And his real strength for the Celtics, as well as his break into acting:
Connors signed to play with the Celtics for the inaugural 1946-47 season. Connors averaged 4.6 points per game in 49 games for the Celtics that season. He was no major offensive threat, as he sank less than one in four field-goal attempts (94-for-380) and less than half of his free throws (39-for-84). Connors explained to author George Sullivan about his role on the Celtics that season:
I'm positive my greatest value to the Celtics was as an after-dinner speaker. It seems to me I did more public speaking for the team than playing that first season. They sent me all over New England on speaking engagements. I'd pick up $25 or $50 an appearance, whatever the traffic would bear. When I wasn't apologizing [for the few wins the team had], I was doing things like "Casey at the Bat" and "Face on the Bar Room Floor." I did "Casey" at the Boston Baseball Writers Dinner that first winter, and Ted Williams was there too after winning the 1946 American League MVP Award. Ted was very kind to me and laughed his head off at my rendition. Afterward, he said to me, "Kid, I don't know what kind of basketball player you are, but you ought to give it up and be an actor." So doing those after-dinner speeches was my raison d'etre.
It was also the beginning of an acting career for Connors. ...

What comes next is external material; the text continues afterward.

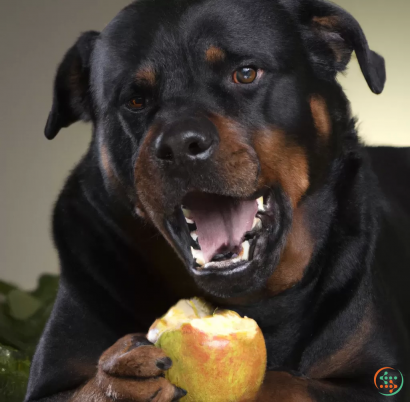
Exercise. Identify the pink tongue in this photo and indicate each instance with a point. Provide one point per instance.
(221, 222)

"I owe baseball all that I have and much of what I hope to have," Connors said in 1953 when he retired as a ballplayer. "Baseball made my entrance to the film industry immeasurably easier than I could have made it alone. To the greatest game in the world I shall be eternally in debt." For Connors, the turning point in his life came during spring training in 1951 when the Chicago Cubs demoted him to their Los Angeles Angels farm club in the Pacific Coast League. "Greatest break I ever got," Connors said in 1954. "I'm out there right in the middle of the movie business where, if a guy has anything, he's got the chance to break in."
And the Brezhnev connection, from a 1973 Time magazine article:
At a presidential get-together in San Clemente last June, Leonid Brezhnev hit it off so well with Actor Chuck Connors that the Soviet party leader invited Connors to look him up sometime. Connors leaves for Moscow next week. He stopped by White House to say dosvidaniya to the host whose party say started it all, and who is counting on the trip to help repair some of the damage to East-West détente caused by the Middle East war. "The President gave me about two dozen presidential tie clips and ladies' pins, with instructions to spread them around when I thought it appropriate," said Connors. Brezhnev will get more than a tie clip. "I've ordered two engraved Colt revolvers or for the General Secretary," Connors added. "Brezhnev is quite a western buff."